Consider the application of Kitasono's method of producing orthodox poetic effects to the identification of salient features of our itemized crystogram.
There seem, for example, to be only two properly objective, appropriately inhuman, solid, soulless and static "things" on the list, namely, a matchbox and a cigarette. To see that these are the only two dead things in the bunch, it is enough to try to produce what Kitasono described as a mere "aesthetic feeling" (without "further development") by the articulation of three items, using the classic line
a shell, a typewriter and grapes
as a paradigm. We get lines like the following.
a matchbox, a cigarette and an outstretched hand
a matchbox, a cigarette and a shaking
a matchbox, a cigarette and a mouth
a matchbox, a cigarette and someone else
a matchbox, a cigarette and a failure to evoke
All these give us more than an aesthetic feeling, which is to say, they evoke an image. I leave it as a challenge, but I'll claim that there are no three things on the list that can be put together without inadvertently producing imagery. (When I was younger, after watching a PBS special on mathematics, I spent many hours trying to draw a map that would need more than four colours to ensure that no two territories of the same colour were to touch. This challenge is like that.)
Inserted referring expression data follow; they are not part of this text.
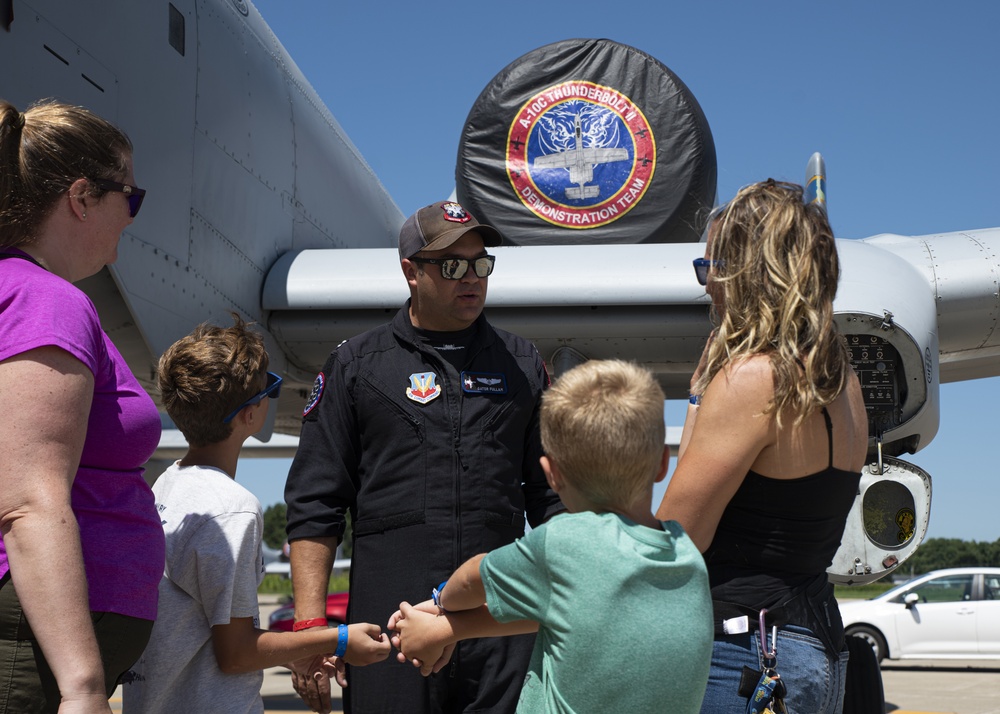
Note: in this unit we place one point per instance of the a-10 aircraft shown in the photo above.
(260, 204)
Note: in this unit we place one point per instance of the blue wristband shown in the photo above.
(341, 641)
(436, 593)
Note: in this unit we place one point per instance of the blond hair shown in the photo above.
(205, 376)
(42, 152)
(777, 275)
(602, 423)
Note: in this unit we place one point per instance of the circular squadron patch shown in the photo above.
(580, 155)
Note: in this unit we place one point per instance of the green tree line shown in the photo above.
(937, 553)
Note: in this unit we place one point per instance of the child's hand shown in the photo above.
(427, 606)
(366, 643)
(424, 638)
(334, 667)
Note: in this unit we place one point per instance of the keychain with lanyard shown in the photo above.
(769, 695)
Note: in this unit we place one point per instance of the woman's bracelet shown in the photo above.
(341, 641)
(436, 594)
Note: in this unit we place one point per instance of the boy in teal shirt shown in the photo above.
(620, 600)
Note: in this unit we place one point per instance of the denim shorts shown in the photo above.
(814, 680)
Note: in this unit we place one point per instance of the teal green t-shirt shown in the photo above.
(624, 614)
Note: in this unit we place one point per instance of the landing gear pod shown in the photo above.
(887, 522)
(894, 352)
(587, 142)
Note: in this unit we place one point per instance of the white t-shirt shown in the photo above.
(213, 529)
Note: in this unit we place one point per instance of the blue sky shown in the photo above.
(899, 97)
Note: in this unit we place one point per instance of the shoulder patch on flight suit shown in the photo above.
(317, 393)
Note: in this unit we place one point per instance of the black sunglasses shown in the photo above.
(134, 194)
(273, 390)
(703, 265)
(456, 268)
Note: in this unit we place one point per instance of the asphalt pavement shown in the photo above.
(931, 687)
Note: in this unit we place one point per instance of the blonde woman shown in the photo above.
(771, 453)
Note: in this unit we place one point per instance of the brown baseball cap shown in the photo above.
(440, 224)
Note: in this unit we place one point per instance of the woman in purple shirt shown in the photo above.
(81, 547)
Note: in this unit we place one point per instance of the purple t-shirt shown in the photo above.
(120, 530)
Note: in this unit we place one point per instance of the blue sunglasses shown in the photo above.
(273, 390)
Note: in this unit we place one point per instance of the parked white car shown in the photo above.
(946, 614)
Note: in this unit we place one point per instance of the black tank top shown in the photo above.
(777, 536)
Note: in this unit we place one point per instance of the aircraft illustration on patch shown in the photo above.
(580, 159)
(483, 383)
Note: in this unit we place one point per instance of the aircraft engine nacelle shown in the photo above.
(583, 142)
(891, 332)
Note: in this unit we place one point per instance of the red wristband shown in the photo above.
(306, 624)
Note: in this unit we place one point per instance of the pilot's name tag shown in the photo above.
(484, 383)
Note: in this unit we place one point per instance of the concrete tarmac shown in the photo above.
(931, 687)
The thing to pay attention to here is the way the crystogram uses body parts (a hand, a mouth) and gesticulations (shaking, thrusting) as preconditions (a priori conditions) for the solidity and soullessness of things (a matchbox, a cigarette). I was trying, in a much simpler way, to do something like this by setting a naked body against a glass monolith in the pursuit of metaphysical composure.
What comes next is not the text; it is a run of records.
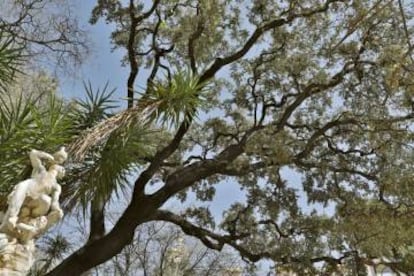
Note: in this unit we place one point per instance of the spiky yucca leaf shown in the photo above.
(179, 99)
(97, 106)
(106, 169)
(167, 103)
(25, 123)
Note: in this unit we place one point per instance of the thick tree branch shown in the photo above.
(221, 62)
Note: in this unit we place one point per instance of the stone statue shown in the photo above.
(33, 207)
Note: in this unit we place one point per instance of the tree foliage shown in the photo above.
(317, 89)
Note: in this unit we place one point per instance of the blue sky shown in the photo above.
(104, 65)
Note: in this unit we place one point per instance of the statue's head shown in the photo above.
(59, 170)
(60, 156)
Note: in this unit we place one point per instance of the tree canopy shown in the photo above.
(252, 92)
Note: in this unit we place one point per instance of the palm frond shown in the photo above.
(179, 98)
(164, 102)
(97, 106)
(106, 169)
(25, 123)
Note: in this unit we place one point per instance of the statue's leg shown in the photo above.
(40, 206)
(15, 202)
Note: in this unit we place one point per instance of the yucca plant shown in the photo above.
(177, 99)
(25, 124)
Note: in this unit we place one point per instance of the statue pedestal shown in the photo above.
(16, 259)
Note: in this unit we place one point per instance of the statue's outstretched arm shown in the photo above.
(55, 197)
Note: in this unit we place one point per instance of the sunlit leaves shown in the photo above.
(26, 123)
(176, 100)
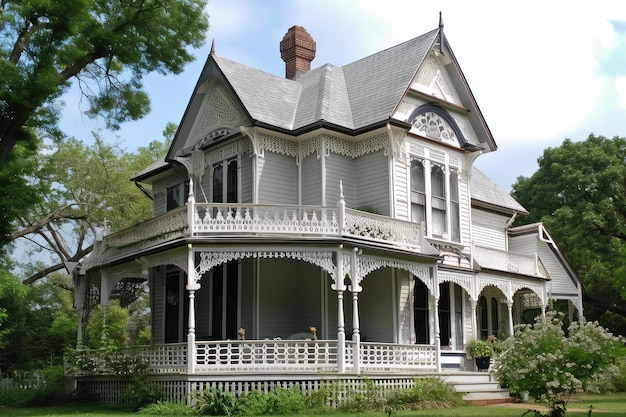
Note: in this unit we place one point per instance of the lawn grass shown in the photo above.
(612, 405)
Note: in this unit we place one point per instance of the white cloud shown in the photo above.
(620, 88)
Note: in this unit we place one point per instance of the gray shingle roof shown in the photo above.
(487, 191)
(357, 95)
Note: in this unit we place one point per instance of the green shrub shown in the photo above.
(426, 393)
(282, 401)
(551, 366)
(619, 379)
(168, 408)
(252, 404)
(215, 402)
(141, 392)
(369, 398)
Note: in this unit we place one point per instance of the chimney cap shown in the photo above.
(297, 49)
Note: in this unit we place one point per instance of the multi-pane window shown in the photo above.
(435, 198)
(225, 186)
(418, 191)
(177, 195)
(438, 200)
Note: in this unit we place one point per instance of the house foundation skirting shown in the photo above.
(183, 388)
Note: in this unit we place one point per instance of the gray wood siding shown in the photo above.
(289, 299)
(464, 207)
(405, 306)
(247, 182)
(311, 180)
(159, 204)
(157, 289)
(203, 307)
(375, 301)
(401, 190)
(247, 300)
(278, 179)
(340, 168)
(562, 284)
(372, 182)
(488, 229)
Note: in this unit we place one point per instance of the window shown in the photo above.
(177, 195)
(420, 303)
(225, 182)
(436, 201)
(494, 317)
(455, 211)
(418, 191)
(483, 318)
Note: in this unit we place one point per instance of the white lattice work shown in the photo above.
(508, 261)
(464, 281)
(166, 359)
(158, 229)
(405, 358)
(382, 229)
(237, 218)
(266, 356)
(210, 259)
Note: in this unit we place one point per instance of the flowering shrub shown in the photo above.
(480, 348)
(552, 366)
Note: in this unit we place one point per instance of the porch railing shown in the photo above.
(267, 356)
(215, 220)
(509, 261)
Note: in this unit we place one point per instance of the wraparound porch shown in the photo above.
(271, 357)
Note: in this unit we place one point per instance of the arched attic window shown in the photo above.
(434, 122)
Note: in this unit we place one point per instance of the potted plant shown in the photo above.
(482, 351)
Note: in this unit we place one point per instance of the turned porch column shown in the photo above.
(340, 287)
(192, 286)
(473, 304)
(356, 288)
(509, 306)
(105, 301)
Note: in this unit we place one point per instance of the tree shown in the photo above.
(105, 46)
(88, 187)
(579, 192)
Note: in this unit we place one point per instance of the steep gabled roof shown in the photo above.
(488, 194)
(353, 98)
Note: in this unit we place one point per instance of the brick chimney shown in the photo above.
(297, 49)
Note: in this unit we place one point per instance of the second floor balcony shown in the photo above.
(213, 221)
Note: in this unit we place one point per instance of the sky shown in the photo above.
(541, 71)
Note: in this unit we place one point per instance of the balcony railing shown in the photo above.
(265, 356)
(510, 262)
(229, 220)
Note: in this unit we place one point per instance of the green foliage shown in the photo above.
(426, 393)
(18, 193)
(480, 348)
(117, 335)
(369, 398)
(285, 401)
(579, 193)
(168, 408)
(215, 402)
(109, 360)
(142, 392)
(619, 379)
(107, 47)
(551, 366)
(42, 387)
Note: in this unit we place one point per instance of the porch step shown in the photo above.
(479, 388)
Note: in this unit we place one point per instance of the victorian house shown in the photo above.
(329, 224)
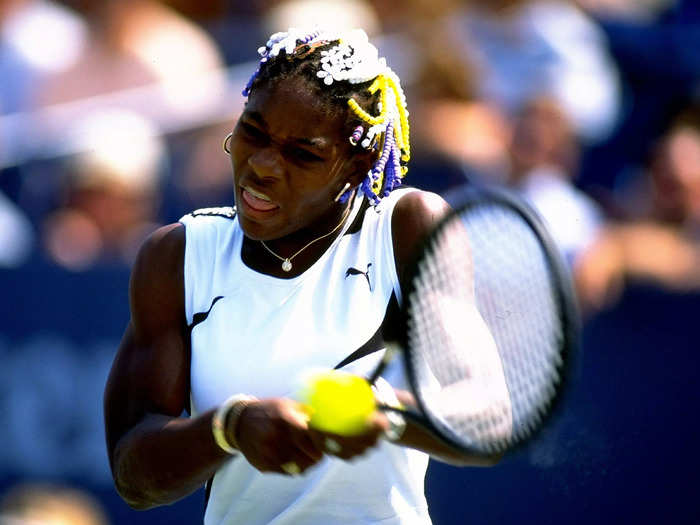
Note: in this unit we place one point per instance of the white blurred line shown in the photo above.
(173, 106)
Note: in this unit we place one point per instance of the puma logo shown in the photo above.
(355, 271)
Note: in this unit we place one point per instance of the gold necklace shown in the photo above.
(287, 262)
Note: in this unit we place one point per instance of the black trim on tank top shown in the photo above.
(200, 317)
(373, 344)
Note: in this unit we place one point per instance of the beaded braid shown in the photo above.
(350, 57)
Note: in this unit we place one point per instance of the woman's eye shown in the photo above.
(252, 132)
(305, 155)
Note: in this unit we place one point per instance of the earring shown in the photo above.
(226, 143)
(341, 192)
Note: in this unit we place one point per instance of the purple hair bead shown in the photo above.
(357, 135)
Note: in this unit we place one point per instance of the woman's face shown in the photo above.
(291, 156)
This contrast renders the things transparent or rain-sparkling, while giving the person his necessary opacity. Somewhere around here we may locate the tension film, the "thin veneer of immediate reality". The next step will be to understand the composition of the thingly and personal items in this image in their relation to "the whole life" or "existence" described. In my next post, I'll therefore look at the desire to smoke and the correlative belief of the smoker.
3 comments:
Thomas, this line of writing is really interesting.
I'd be interested in hearing your take on how changing the order of the three elements would affect the reader's formulation and visualization.
a matchbox, a cigarette, and a failure to evoke
vs.
a matchbox, a failure to evoke, and a cigarette
But not to distract you from your larger pursuit in the current series of posts.
--Chris
Thanks for the comment, Chris. Interesting experiment. My first thought is that some of the items denote events (a failure, a concentration, a growth) rather than things. These serve as centers of images when put at the end of a list, a catalyst, or crystalizing agent; but when shifted in between two objects as you suggest, the result is almost narrative.
a matchbox, a failure, a cigarette
This probably has something to do with the acquired grammar or cultural baggage of cigarettes, especially when put at the end of a series, leaving us with what may be an interesting rule for those who (wisely) eschew narrative: don't mention a cigarette at the end--it'll turn your poem into a story.
A thing's acquired grammar---that's worthwhile to think about.
In his Notebook of the Pine Woods, Francis Ponge has sections where he writes several lines of verse, and then he rearranges them, or he takes the back half of the line and puts it at the front. This isn't syntactically or semantically unusual at all---essentially just the asking of the difference between writing "I saw A and B" and "I saw B and A." Ponge notes that it really doesn't make a difference either way, and asks what the implications for verse are. I find this sort of question valuable as a way of revealing poetic and linguistic conventions that have become so ingrained that I've habituated to them.
I'll look back at those sections of his poem and comment in about it.